Write-back is easy to implement. Returning to our original cache recipe, we simply eliminate the start of the write to main memory when there’s a write request to the cache. We just update the cache contents and leave it at that.

However, replacing a cache line becomes a more complex operation, since we can’t reuse the cache line without first writing its contents back to main memory in case they had been modified by an earlier write access.

Hmm. Seems like this does a write-back of all replaced cache lines whether or not they’ve been written to.

We can avoid unnecessary write-backs by adding another state bit to each cache line: the dirty bit. The dirty bit is set to 0 when a cache line is filled during a cache miss. If a subsequent write operation changes the data in a cache line, the dirty bit is set to 1, indicating that value in the cache now differs from the value in main memory.

When a cache line is selected for replacement, we only need to write its data back to main memory if its dirty bit is 1.

So a write-back strategy with a dirty bit gives an elegant solution that minimizes the number of writes to main memory and only delays the CPU on a cache miss if a dirty cache line needs to be written back to memory.

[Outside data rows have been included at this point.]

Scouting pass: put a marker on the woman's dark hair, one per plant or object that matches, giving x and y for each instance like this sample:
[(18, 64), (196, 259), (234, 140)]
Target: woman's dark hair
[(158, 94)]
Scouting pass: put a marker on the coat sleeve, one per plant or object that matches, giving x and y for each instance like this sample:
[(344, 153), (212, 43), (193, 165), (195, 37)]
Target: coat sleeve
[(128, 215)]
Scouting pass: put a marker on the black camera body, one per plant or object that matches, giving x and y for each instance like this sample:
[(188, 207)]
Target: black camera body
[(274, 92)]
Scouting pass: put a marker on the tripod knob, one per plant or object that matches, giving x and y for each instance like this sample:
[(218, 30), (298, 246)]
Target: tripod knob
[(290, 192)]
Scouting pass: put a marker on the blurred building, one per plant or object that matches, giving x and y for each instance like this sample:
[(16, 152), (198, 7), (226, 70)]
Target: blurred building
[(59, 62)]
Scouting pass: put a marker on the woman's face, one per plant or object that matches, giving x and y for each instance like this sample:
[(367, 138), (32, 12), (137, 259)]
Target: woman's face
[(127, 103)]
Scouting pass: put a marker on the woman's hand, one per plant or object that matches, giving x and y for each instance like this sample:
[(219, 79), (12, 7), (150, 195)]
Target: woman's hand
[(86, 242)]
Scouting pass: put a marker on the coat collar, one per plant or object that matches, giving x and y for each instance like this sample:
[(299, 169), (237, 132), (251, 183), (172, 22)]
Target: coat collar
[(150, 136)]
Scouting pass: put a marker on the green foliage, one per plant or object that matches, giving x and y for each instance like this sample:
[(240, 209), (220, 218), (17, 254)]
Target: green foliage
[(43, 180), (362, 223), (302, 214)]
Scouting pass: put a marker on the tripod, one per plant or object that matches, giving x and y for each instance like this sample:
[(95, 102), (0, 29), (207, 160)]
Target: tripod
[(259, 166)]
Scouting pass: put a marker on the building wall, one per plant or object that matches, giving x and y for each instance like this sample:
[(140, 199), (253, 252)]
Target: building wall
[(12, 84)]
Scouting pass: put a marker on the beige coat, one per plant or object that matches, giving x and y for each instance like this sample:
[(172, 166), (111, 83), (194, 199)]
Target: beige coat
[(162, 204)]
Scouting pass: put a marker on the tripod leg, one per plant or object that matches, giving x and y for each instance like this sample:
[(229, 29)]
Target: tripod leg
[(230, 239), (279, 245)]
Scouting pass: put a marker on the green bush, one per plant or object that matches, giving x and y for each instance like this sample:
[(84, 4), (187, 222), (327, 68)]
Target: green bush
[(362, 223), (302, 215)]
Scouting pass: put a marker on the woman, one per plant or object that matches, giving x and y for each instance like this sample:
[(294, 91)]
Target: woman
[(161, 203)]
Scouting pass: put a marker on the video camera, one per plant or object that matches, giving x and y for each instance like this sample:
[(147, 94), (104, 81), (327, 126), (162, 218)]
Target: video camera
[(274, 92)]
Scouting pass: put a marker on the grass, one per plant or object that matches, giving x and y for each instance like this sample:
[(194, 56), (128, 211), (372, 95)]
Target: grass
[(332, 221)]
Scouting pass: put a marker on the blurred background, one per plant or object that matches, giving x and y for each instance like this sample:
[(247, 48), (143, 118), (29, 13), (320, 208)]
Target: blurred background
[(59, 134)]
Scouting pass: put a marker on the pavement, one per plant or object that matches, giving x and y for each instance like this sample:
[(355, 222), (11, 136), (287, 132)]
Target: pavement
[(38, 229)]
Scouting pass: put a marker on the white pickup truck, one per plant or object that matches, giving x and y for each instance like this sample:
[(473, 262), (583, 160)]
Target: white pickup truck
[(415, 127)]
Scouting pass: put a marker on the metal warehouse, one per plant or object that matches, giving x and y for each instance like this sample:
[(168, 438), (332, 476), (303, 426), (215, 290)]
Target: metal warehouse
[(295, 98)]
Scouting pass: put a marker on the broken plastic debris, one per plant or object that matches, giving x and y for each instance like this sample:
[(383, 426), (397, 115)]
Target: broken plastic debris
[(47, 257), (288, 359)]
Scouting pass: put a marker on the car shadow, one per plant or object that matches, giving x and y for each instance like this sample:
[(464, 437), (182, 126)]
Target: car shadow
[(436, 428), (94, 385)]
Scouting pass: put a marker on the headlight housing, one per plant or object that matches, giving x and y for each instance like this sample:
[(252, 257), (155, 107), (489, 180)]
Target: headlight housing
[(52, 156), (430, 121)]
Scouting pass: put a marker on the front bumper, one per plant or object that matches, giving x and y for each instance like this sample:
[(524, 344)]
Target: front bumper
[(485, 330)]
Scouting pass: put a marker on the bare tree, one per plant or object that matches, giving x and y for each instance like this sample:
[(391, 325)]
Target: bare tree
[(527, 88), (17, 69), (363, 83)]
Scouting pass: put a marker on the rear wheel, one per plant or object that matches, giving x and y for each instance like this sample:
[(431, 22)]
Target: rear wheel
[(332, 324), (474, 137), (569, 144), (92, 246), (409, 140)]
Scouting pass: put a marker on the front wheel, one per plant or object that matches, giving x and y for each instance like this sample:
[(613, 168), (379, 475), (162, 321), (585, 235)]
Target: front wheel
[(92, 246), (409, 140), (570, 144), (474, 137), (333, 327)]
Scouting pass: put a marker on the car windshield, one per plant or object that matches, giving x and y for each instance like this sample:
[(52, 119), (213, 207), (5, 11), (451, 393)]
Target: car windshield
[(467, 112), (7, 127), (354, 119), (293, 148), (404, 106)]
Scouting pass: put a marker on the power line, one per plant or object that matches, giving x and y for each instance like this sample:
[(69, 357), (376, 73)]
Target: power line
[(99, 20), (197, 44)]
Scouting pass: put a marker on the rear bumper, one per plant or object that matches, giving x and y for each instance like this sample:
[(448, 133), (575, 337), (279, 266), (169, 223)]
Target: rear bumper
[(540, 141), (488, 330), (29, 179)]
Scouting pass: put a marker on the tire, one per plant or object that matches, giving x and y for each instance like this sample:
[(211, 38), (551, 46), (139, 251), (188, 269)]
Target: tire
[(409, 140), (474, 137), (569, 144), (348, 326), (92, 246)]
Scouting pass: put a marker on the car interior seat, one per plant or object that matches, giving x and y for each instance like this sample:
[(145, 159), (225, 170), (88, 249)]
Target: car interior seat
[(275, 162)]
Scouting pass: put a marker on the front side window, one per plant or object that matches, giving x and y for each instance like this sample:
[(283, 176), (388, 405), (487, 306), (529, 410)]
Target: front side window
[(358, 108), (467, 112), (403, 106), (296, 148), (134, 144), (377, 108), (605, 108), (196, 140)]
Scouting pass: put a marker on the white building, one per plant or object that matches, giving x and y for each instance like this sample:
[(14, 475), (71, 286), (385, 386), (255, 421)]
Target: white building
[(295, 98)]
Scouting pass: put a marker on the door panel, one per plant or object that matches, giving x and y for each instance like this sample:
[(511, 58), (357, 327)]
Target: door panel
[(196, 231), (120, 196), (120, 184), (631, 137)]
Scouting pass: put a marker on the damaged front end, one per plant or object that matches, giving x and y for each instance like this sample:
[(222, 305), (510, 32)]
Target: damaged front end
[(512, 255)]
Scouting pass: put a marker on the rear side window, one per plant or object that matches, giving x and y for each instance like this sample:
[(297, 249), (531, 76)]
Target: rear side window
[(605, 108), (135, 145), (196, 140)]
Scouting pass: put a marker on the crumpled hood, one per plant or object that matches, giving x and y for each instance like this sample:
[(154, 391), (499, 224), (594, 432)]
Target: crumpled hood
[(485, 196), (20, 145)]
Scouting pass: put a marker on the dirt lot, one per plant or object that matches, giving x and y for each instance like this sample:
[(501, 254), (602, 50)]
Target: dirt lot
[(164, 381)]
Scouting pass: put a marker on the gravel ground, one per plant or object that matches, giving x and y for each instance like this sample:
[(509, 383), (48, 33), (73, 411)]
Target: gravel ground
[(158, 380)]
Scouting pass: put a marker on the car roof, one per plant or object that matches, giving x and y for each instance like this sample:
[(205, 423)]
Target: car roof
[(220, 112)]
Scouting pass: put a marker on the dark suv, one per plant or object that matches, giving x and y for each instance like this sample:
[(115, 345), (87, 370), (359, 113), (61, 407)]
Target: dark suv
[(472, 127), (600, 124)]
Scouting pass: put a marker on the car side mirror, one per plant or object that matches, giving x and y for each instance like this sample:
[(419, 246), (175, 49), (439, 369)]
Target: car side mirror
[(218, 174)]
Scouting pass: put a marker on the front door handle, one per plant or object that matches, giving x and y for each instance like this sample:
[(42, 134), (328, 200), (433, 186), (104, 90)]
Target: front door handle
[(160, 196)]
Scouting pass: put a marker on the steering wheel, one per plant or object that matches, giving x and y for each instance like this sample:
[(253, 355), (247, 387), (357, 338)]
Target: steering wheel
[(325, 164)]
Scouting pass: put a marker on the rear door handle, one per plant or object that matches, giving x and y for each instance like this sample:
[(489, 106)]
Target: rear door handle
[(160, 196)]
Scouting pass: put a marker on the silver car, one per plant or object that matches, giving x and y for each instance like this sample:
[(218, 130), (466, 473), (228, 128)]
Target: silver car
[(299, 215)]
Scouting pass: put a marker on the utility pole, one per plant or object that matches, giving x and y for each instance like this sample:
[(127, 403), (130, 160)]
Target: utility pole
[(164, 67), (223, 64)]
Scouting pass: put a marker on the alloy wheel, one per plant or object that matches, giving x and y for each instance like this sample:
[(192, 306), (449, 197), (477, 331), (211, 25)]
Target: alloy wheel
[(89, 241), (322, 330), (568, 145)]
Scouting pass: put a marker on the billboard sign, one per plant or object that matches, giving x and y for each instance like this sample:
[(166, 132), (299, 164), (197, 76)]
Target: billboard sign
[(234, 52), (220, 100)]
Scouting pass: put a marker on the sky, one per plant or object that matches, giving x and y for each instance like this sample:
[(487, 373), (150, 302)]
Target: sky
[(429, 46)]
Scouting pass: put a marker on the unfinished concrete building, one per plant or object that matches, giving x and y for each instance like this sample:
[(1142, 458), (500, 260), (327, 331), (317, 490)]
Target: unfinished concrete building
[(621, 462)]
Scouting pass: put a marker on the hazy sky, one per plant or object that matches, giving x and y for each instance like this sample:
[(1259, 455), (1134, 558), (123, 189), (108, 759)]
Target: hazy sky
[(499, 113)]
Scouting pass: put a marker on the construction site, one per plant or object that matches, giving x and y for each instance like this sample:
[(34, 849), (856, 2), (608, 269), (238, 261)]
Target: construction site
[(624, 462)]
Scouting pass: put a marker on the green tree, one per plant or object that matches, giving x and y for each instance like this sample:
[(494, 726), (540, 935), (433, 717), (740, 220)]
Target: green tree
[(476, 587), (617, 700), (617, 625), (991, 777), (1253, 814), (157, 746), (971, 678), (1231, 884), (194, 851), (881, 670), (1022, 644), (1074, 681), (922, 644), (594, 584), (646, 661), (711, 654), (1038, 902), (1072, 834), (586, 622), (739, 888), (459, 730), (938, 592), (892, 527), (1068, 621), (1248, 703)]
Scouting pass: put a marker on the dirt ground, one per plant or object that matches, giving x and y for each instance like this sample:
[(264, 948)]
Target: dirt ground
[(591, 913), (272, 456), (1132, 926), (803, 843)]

That concludes our discussion of caches, which was motivated by our desire to minimize the average memory access time by building a hierarchical memory system that had both low latency and high capacity.

There were a number of strategies we employed to achieve our goal.

Increasing the number of cache lines decreases AMAT by decreasing the miss ratio.

Increasing the block size of the cache let us take advantage of the fast column accesses in a DRAM to efficiently load a whole block of data on a cache miss. The expectation was that this would improve AMAT by increasing the number of hits in the future as accesses were made to nearby locations.

Increasing the number of ways in the cache reduced the possibility of cache line conflicts, lowering the miss ratio.

Choosing the least-recently used cache line for replacement minimized the impact of replacement on the hit ratio.

And, finally, we chose to handle writes using a write-back strategy with dirty bits.

How do we make the tradeoffs among all these architectural choices? As usual, we’ll simulate different cache organizations and chose the architectural mix that provides the best performance on our benchmark programs.